Implementing NAP4

The NAP4 report included more than 160 recommendations. These were designed to make airway management during anaesthesia, in intensive care and in emergency departments safer.

It is hoped that many departments will have implemented these recommendations in full already. However, others may have found some difficulty with some recommendations. This page offers resources to try and help those departments.


Airway Leads

The RCoA and DAS announced that all Departments of Anaesthesia are "strongly recommended" to have a named RCoA/DAS Departmental Airway Lead. Implementation of NAP4 recommendations was one of the main aims of the creation of this role.
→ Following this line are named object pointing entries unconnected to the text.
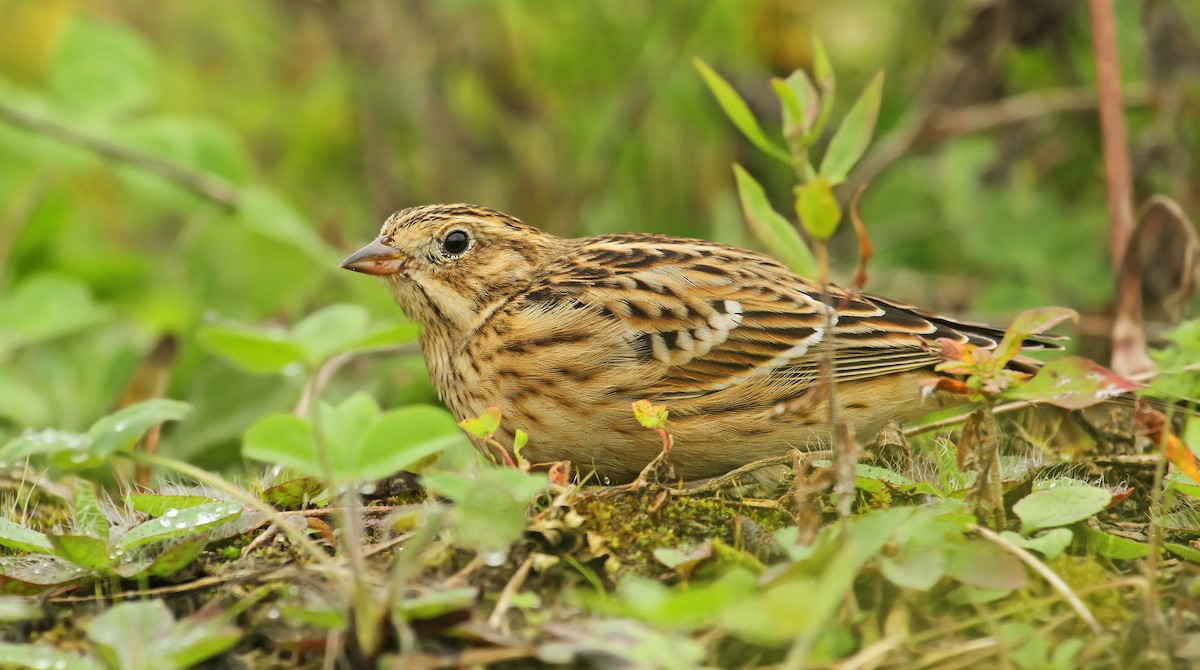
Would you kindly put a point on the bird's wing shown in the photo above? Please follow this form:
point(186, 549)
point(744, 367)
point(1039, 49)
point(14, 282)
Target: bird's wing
point(713, 317)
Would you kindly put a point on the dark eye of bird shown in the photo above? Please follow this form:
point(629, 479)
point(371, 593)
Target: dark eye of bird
point(455, 241)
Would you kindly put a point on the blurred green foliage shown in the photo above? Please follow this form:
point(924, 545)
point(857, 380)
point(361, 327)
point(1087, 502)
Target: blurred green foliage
point(165, 166)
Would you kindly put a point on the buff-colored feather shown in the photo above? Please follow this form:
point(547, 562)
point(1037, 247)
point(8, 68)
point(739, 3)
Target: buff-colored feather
point(564, 334)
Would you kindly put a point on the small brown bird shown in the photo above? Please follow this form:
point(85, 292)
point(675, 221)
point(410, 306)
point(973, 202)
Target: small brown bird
point(564, 334)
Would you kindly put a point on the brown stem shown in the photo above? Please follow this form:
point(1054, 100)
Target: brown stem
point(204, 185)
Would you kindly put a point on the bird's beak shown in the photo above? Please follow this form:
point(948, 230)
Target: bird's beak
point(376, 258)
If your hospital does not have a nominated Airway Lead, please contact your Clinical Director and ask that they nominate one.


Guidelines

Following NAP4, the President of the Royal College of Anaesthetists wrote to all Trust CEOs reinforcing several recommendations, including that all patients ventilated in theatre, the ICU or ED should be monitored with continuous capnography.

Since then, the Association of Anaesthetists of Great Britain and Ireland's Capnography Outside the Operating Theatre guidelines, the Intensive Care Society's Capnograpy Guidelines, and the European Board of Anesthesiology Capnography Recommendations have all been revised or issued.

As a consequence of these changes, to not have continuous capnography on your ICU or in your ED now goes against all mainstream recommendations.


Implementing NAP4 Presentation

This presentation gives an insight into how some of the more challenging recommendations have been approached and implemented in the Royal United Hospital, Bath.

We are grateful to Dr Fiona Kelly, Consultant Anaesthetist in Bath, for allowing us to use this presentation.

We hope that those departments that have not yet implemented the NAP4 recommendations will now be able to.